Practicing What One Preaches
I tried to leave a polite inquiry on Reverend Jim West’s blog, but for some reason Blogger won’t let me comment. Perhaps Dr. West will be so kind as to respond to me here. He has written a series of posts harshly criticizing home education, which he opposes, he says, on theological grounds. Well, he’s welcome to his opinion, and I have no interest in trying to change his mind.
However. I find some curious and uncharitable inconsistencies in his statements, and I wonder if he himself is aware that he is repeatedly contradicting himself—and is doing so in a manner which runs counter to a central tenet of his religion, which instructs him to do unto others as he would have them do unto him.
In a recent post, Dr. West satirized homeschooling by presenting a fictional character whose home education by his uneducated mother resulted in tragic illiteracy and poverty. Thanks to “Bob Little’s” ignorant mother, he grows up to be a street sweeper who lives in a cardboard box. As satire goes, this one is clumsy and silly; among the evidence of Bob’s educational shortcomings is the observation that he “was a regular sight at the soup kitchen during the raging days of the Great Depression.” You don’t say. At least Imaginary Bob would have been in good company, standing in the bread lines with the thousands of well educated folks made destitute by the Depression. Ahem.

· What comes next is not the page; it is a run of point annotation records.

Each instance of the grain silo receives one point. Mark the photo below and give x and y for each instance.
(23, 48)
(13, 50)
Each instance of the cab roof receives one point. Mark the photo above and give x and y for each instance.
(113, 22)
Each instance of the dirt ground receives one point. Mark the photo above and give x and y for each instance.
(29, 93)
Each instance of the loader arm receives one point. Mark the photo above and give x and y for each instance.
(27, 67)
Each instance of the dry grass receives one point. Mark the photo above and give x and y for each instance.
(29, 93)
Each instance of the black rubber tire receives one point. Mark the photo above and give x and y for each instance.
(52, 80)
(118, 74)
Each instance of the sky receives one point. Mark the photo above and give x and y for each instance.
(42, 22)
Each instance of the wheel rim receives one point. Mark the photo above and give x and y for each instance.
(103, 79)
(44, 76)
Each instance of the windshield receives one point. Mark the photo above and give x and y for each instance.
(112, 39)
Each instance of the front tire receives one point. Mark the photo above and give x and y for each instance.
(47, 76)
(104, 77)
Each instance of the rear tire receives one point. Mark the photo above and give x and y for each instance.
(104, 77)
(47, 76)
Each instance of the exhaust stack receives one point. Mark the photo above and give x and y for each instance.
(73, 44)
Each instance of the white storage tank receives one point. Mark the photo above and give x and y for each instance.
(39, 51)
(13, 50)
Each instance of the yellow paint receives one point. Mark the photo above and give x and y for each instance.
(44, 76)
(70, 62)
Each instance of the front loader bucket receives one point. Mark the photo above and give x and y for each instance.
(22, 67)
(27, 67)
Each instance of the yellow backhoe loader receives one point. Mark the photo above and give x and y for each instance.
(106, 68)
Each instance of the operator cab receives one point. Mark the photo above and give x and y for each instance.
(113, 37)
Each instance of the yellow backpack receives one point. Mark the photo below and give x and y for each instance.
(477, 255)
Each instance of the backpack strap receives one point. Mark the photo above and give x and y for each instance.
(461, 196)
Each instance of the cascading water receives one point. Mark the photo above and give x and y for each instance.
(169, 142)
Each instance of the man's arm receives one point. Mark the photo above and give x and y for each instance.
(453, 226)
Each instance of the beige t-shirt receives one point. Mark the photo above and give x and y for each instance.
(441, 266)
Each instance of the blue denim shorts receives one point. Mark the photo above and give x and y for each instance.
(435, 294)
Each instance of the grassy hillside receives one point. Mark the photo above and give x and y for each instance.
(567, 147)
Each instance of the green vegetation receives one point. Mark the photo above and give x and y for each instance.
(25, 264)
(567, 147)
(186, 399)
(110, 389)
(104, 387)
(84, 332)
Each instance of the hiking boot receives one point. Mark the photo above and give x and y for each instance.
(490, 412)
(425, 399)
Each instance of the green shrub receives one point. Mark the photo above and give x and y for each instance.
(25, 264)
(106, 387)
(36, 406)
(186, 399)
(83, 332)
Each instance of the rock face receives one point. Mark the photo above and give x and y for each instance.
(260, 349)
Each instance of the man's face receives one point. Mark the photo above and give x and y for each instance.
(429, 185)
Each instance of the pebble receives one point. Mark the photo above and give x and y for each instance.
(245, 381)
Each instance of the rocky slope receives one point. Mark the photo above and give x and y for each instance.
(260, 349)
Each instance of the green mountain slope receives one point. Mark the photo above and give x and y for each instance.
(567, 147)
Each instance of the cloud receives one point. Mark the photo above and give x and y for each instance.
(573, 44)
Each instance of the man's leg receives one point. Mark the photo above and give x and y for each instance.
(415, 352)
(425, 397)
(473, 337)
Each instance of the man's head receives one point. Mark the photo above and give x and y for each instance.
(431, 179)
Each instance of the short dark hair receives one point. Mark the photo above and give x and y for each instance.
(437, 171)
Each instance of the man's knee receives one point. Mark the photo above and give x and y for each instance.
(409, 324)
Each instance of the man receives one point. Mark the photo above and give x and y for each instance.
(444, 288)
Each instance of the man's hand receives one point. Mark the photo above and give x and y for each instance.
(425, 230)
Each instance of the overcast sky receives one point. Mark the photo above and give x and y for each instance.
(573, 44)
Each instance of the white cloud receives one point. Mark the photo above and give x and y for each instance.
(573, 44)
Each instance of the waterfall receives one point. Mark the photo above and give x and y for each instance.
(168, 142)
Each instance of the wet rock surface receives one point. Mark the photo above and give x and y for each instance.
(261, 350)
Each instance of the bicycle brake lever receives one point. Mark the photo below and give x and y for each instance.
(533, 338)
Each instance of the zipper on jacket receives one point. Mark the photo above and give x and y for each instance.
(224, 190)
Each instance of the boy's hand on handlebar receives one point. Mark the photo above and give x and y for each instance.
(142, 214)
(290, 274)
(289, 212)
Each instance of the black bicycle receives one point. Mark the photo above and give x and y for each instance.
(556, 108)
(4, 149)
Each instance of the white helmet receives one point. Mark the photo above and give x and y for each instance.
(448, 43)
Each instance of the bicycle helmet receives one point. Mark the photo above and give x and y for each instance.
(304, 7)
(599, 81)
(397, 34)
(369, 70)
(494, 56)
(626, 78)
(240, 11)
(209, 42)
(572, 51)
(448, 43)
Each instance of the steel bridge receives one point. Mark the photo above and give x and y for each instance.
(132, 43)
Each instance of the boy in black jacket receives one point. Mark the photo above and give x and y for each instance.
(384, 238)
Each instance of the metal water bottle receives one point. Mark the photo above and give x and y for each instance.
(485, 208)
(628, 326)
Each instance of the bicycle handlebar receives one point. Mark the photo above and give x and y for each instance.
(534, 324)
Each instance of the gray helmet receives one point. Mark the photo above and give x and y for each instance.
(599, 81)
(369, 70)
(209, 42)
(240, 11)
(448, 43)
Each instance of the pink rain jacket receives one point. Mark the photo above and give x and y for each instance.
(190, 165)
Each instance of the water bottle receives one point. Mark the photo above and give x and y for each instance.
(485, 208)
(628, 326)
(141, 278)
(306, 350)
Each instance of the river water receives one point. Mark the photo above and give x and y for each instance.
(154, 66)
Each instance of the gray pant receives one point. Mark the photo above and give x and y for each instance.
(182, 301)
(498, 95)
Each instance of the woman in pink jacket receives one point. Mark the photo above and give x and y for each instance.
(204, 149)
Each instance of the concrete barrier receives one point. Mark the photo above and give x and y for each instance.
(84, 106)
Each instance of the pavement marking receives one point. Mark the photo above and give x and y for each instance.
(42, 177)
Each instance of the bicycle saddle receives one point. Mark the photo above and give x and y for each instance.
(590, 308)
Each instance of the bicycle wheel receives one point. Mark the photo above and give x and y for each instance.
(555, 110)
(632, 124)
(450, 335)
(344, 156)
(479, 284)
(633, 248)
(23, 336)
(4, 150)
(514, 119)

You know, I love a good satire. Dr. West’s post was not a good satire, but I’d have been willing to roll my eyes and move on if it weren’t for what comes next.
Blogger Christopher Heard wrote a post pointing out an unfortunate irony in Dr. West’s post:
The really funny thing about the satire is that Jim—a product of public education who holds a Th.D. from a non-accredited, distance-learning seminary, teaches at a non-accredited, distance-learning seminary, and and constantly champions the cause of quality control in scholarship against dilettantes even though the school of theology for which he teaches “offers a free and open educational resource for self-learners everywhere”—cannot properly form the plural of “homeschooler.”
I’d giggled over that too. Dr. West responded that the grammatical error was deliberate, an extension of the satire. I shall give him the benefit of the doubt. However, in his public response to Chris Heard, Jim West makes the following statement:
In any event, if folk have questions perhaps its best if they ask me directly rather than depending on infidel message boards or incorrect web addresses and slanderous misinformation. I may well oppose homeschooling on theological grounds- but Chris evidently opposes finding out the facts first. Readers will have to decide for themselves which is more egregious.
And here, Dr. West, is my question for you. I am glad to hear you oppose “slanderous misinformation” and believe that omitting to “find out the facts first” is egregious. It puzzles me, though, that you are unaware of the manner in which your satire promotes slanderous misinformation (through the suggestion that homeschoolers are inadequately educated) and that you yourself are prone to making statements for which you have no factual basis. For example, you wrote,
Agape Press reports today One of the authors of a proposed resolution urging the Southern Baptist Convention (SBC) to come up with a plan to pull its children from public schools says the resolution is a “call to holiness” and a “call to obey God’s Word.”
That of course is pure unadulterated rubbish. But what can you expect from two people who have neither theological training nor any sort of intelligent comprehension of the Christian mission. Only the most foolhardy and uninformed fall for the notion being peddled by the “exodizers”.
The only people who pull their kids from public schools out of fear are the same sort who haven’t ever read the Bible in Greek or Hebrew. In other words, they are the sort of people who get all their information second hand. This whole crusade is nothing but another in the long line of senseless crusades entered into by frenzied, uninformed, twaddling and prattling mobs of unwashed peasants. And it is doomed to failure. Fortunately.
To brand homeschoolers “frenzied, uninformed, twaddling and prattling mobs of unwashed peasants” is not only uncharitable in the extreme—a clear violation of the Golden Rule—it is also the presentation of unsupported opinion as fact. You, sir, have failed to “find out the facts first.” Homeschoolers may be many things, but “uninformed” is a word that seldom, if ever, applies. It certainly doesn’t apply across the board. Neither are we frenzied. (We may, sometimes, be unwashed.) If you are serious about the faith you profess, you ought to understand that hypocrisy is explicitly disallowed.
Chris Heard’s post apparently contained an error about the college you attended. This bothered you, and you blasted him for it. He apologized. Yet you yourself have repeatedly made public statements riddled with factual errors and have shown no willingness to educate yourself with the facts. Readers will have to decide for themselves which is more egregious.